Patent No. 5785653 System and method for predicting internal condition of live body

 

Patent No. 5785653

System and method for predicting internal condition of live body (Kiyuna, et al., Jul 28, 1998)

Abstract

A live body internal condition predicting and expressing system is capable of predicting the internal condition of a live body on the basis of an electromagnetic field distribution at significantly reduced period. The system comprises an electromagnetic field distribution measuring portion, a training data generating portion generating a plurality of training data on the basis of an electromagnetic field distribution derived from a head model data designating a head model and a predetermined dipole parameter and an internal condition category data describing a relationship between the active region of a brain and the internal condition of the live body, an inference portion deriving a numeric value representative of the active region of the brain from the electromagnetic field distribution in the training data with employing a neural network having predetermined coupling coefficients representative of coupling condition between each unit forming each layer and transforming portion transforming the numeric value representative of the active region in the brain output from said inferencing means into an expression indicative of the internal condition of the live body.

Notes:

BACKGROUND OF THE INVENTION

1. Field of the Invention

The present invention relates generally to a system and method for predicting and expressing an internal condition of a live body on the basis of a distribution of electromagnetic fields on a scalp of the live body.

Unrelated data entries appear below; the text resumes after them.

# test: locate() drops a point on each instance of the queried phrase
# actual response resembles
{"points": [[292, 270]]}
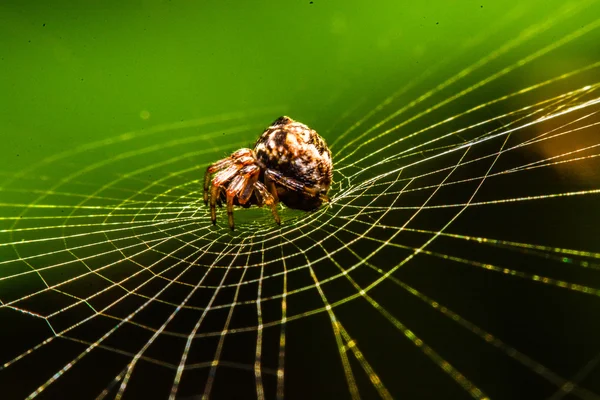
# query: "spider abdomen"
{"points": [[289, 149]]}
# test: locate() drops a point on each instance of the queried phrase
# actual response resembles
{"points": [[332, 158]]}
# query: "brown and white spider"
{"points": [[290, 163]]}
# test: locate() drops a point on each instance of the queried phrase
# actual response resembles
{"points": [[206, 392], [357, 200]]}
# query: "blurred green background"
{"points": [[73, 73]]}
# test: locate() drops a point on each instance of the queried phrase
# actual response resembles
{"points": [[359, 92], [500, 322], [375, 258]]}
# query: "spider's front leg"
{"points": [[265, 197], [218, 166], [224, 164], [219, 180], [241, 187]]}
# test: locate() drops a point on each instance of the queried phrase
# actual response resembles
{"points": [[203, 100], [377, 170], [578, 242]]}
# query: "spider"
{"points": [[290, 163]]}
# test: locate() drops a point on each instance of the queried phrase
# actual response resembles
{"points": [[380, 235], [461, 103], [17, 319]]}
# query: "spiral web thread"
{"points": [[119, 286]]}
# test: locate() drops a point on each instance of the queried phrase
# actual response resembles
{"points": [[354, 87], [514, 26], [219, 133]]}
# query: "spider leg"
{"points": [[237, 185], [263, 196], [293, 184], [219, 165], [242, 156], [270, 183], [219, 180]]}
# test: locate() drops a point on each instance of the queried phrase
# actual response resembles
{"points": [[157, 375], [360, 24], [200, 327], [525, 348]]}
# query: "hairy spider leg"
{"points": [[238, 189], [219, 180], [240, 156], [263, 196], [219, 165], [293, 184], [270, 183]]}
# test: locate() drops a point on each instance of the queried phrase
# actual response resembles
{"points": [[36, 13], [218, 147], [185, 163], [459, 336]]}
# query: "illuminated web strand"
{"points": [[516, 146], [260, 391], [213, 369], [336, 326], [516, 169], [281, 355], [475, 142], [566, 39], [132, 364], [100, 312], [94, 345], [447, 367]]}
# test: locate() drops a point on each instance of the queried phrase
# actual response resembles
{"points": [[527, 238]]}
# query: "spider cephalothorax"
{"points": [[290, 163]]}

2. Description of the Related Art

Conventionally, a system for predicting an internal condition of a live body as illustrated in FIG. 16 has been employed for predicting a word to be spoken by a testee. Such system has been disclosed in Japanese Unexamined Patent Publication (Kokai) No. Heisei 2-232783, for example.

In FIG. 16, 91 denotes a plurality of electrodes, 92 denotes an electroencephalograph, 93 denotes a brain wave topographic pattern generator device, 94 denotes a neural network, 95 denotes a syllable data teaching portion, 96 denotes a syllable presenting portion, 97 denotes a control portion controlling respective components, 98 denotes a voice detector devices and 99 a pre-input processing devise.

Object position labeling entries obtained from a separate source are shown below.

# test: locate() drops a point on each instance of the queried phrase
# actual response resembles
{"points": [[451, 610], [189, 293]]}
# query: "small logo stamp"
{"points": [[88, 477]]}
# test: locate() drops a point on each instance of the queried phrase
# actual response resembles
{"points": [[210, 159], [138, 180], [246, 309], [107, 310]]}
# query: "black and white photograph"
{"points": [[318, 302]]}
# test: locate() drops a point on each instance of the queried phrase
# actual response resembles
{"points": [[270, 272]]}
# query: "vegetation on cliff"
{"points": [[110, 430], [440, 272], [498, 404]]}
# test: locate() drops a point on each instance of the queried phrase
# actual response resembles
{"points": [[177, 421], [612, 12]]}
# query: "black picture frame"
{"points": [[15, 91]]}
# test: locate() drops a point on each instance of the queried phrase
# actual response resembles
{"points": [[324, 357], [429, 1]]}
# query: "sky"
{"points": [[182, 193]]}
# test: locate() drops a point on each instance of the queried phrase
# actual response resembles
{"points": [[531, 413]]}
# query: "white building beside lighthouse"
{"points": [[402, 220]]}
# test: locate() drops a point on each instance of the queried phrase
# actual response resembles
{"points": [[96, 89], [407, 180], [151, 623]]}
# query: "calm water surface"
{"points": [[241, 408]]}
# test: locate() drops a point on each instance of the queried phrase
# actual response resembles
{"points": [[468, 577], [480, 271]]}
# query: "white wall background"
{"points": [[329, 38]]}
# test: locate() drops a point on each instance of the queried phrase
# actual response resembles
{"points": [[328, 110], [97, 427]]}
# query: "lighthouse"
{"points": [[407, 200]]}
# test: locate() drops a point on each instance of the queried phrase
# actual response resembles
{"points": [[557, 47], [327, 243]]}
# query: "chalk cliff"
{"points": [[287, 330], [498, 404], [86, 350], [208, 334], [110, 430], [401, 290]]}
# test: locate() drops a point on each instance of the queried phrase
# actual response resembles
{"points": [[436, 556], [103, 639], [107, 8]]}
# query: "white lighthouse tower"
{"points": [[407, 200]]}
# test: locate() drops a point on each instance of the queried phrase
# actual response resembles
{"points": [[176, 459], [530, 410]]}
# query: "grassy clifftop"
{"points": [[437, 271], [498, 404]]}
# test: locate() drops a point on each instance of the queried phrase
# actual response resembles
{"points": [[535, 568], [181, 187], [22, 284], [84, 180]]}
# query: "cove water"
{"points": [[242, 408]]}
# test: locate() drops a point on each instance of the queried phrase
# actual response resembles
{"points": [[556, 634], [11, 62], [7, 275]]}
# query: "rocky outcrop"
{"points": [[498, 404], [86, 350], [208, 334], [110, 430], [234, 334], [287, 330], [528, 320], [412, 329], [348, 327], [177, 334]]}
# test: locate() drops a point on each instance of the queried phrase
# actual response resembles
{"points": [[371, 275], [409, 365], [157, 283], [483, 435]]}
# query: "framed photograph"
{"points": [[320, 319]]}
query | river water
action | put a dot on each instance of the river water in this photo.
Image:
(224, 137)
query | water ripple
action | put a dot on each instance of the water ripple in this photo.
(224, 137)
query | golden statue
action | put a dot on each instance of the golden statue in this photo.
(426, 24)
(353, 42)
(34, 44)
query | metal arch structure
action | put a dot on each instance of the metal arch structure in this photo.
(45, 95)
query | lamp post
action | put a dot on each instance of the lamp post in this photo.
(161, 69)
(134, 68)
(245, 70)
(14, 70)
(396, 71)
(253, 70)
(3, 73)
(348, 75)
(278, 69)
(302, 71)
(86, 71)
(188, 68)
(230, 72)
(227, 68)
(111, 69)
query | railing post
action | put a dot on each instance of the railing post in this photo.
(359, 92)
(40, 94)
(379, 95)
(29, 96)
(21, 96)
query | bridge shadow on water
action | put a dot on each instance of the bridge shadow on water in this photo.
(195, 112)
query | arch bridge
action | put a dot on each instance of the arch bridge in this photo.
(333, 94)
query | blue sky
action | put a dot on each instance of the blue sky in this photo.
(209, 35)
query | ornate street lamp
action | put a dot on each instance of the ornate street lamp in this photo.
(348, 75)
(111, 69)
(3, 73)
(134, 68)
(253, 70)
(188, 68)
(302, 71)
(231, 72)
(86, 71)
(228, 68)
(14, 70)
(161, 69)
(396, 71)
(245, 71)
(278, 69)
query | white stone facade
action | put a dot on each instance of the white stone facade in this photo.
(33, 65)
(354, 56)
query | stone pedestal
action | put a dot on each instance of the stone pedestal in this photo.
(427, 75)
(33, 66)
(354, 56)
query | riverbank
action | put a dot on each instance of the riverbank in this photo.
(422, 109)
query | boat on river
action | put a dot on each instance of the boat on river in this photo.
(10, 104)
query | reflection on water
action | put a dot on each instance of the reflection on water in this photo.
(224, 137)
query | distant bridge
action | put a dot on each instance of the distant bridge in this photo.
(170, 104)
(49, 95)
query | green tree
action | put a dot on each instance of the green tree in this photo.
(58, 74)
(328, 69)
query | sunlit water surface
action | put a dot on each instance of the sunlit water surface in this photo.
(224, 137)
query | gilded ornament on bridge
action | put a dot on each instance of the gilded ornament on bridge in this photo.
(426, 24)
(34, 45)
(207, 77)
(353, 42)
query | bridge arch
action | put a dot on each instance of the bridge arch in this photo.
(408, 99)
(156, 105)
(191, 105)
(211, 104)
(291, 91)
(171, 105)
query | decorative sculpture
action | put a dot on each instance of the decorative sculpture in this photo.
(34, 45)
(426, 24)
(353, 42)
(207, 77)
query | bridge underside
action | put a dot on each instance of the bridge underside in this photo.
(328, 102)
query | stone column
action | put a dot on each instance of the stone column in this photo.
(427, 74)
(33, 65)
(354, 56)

In such a live body internal condition predicting system, at first, a certain syllable is spoken by the testee. At this time, a potential distribution of brain wave, i.e. the brain wave topographic pattern, is measured by the topographic pattern generator device 93 via the electrodes 91 and the electroencephalograph 92. By repeating the foregoing measurement sequence for a plurality of times, a plurality of training data is generated.

Employing the training data thus generated, a neural network, i.e. neural network 94 in the shown example, learns a relationship between the syllable thought in the brain of the testee, which is input by the syllable data teaching portion 95, and the potential distribution on the scalp. After completion of learning, the measured potential distribution of the brain wave is input to the neural network 94. Thus, it becomes possible to recognize the intended syllable of the testee without requiring the testee to speak. In the conventional method, the waveform of the brain wave is used as the input data. However, it is inherent to detect noise together with syllable pattern due to background brain wave, thermal noise of the measuring equipment, and so forth. Therefore, a long period has heretofore been required in preparatory processing for removing such noise. As a means for removing the noise, it is typical to perform filtering by fast Fourier transformation (FFT) for the measured brain wave data and thereby to remove frequencies other than the signal to be a subject for analysis.

However, in the conventional method, since the brain wave measured on the scalp of the testee is used as the training data, a huge amount of time is required in generation of data when a large amount of training data is to be prepared, to cause substantial load on the testee. On the other hand, when the amount of training data is reduced, reducing load on the testee, the accuracy of learning of the neural network becomes low, increasing a possibility of failure in recognition of the syllable.

In addition, it is required to maintain data of the entire period, in which data measurement is performed, in a frequency analyzing method employing the FFT. Therefore, to store the data of the entire measurement period, a large amount of memory storage capacity is required. In the filtering employing the FFT, a single common frequency is employed for all of the obtained data throughout the entire period. This causes a problem in that, when a low frequency brain wave component is important at one certain timing, and a high frequency brain wave component is important at another timing, one of the two frequency components will be excluded through the filtering.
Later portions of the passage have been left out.